Fabio Santiago: Quer que eu conte outra vez?

O mundo gira mais lúdico e saboroso, quando chegam as mensagens vespertinas, enviadas por minha esposa Angela, com as palavras e expressões deliciosas que ouviu das sobrinhas.

– Dadai, que bonito o seu “olho de grama”.

Jojo está encantada com o rímel passado pela madrinha.

Outro dia vieram duas preciosidades, “maquiadeira”, referia-se a penteadeira e “estudadora”, estudante.

Com cuidado ela vai inserindo os vocábulos corretos, mas o mundo das palavras sob a ótica das crianças de 3 a 5 anos é muito encantador.

Quais utilizei para me expressar quando criança? O que consigo lembrar? Meus pais me  disseram que demorei muito para falar. Este silêncio ainda mora em mim. Apesar de gastar demais a saliva, passo mais tempo calado, agarrado no pensamento.

Desde pequeno, gostava muito de ouvir histórias. Depois vieram os livrinhos, eu tinha vários, curtia à beça. Quando lançaram a Arca de Noé, do Vinícius de Moraes, com diversos intérpretes, não cansava de ouvir. Foi neste disco que o poetinha surgiu em minha vida, escritor fundamental para o meu caminhar, lembrei destes versos que descobri na adolescência “Por isso fazia seu grão de poesia / E achava bonita a palavra escrita / Por isso sofria de melancolia / Sonhando um poeta / Que quem sabe um dia poderia ser”.

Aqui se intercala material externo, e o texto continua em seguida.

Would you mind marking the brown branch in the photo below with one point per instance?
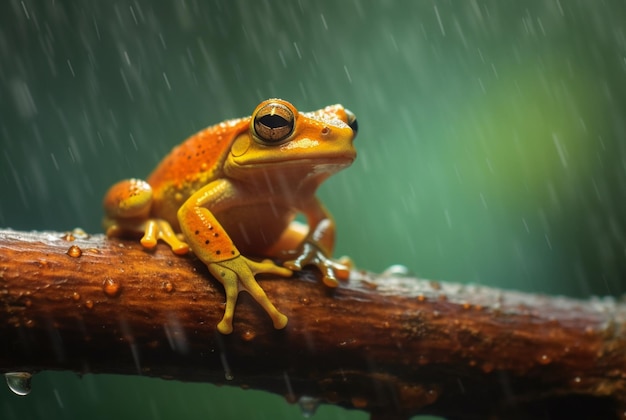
(390, 346)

Arnaldo Antunes lançou o livro, Frases do Tomé aos três anos, em 2006.

Lançou, em 1991, As coisas, nesta época a sua filha Rosa estava com três anos e as ilustrações do livro foram dela.

Retorno a Jojo e o “vaso solitário”, ela está certíssima, a solidão paira sobre o vaso sanitário.

– Vocês são muito “viajeiros”, é o que nos fala a Soso, ao entrar nesta história.

Dei de escrever poemas infantis, é um universo riquíssimo que me aventuro. Seria eu um “Trabalhador de livros”? Como bem disse o aluno da minha esposa.

Lembro de uma menina singela que adorava brincar com um toco de madeira, ele tinha o nome inspiradíssimo de “Tocolinho”, quanta poesia neste personagem, gosto quando as crianças que, mesmo com brinquedos comprados, criam um mundo imaginário, um lugar só seu.

Eu costumava pegar um cobertor e fazer dele uma montanha, acreditava naquilo, era lá que eu montava a cenas. Gastava o tempo organizando aquilo, quando chegava a hora de brincar, resolvia guardar tudo.

Nova mensagem chega pelo whatsapp, “Massageira”.

Ao recriar espontaneamente palavras, estas parecem virar brinquedos de crianças. É assim que gosto de pensar.

Era uma vez um dicionário de vocábulos inexistentes, que aqui se fez, quer que eu conte outra vez?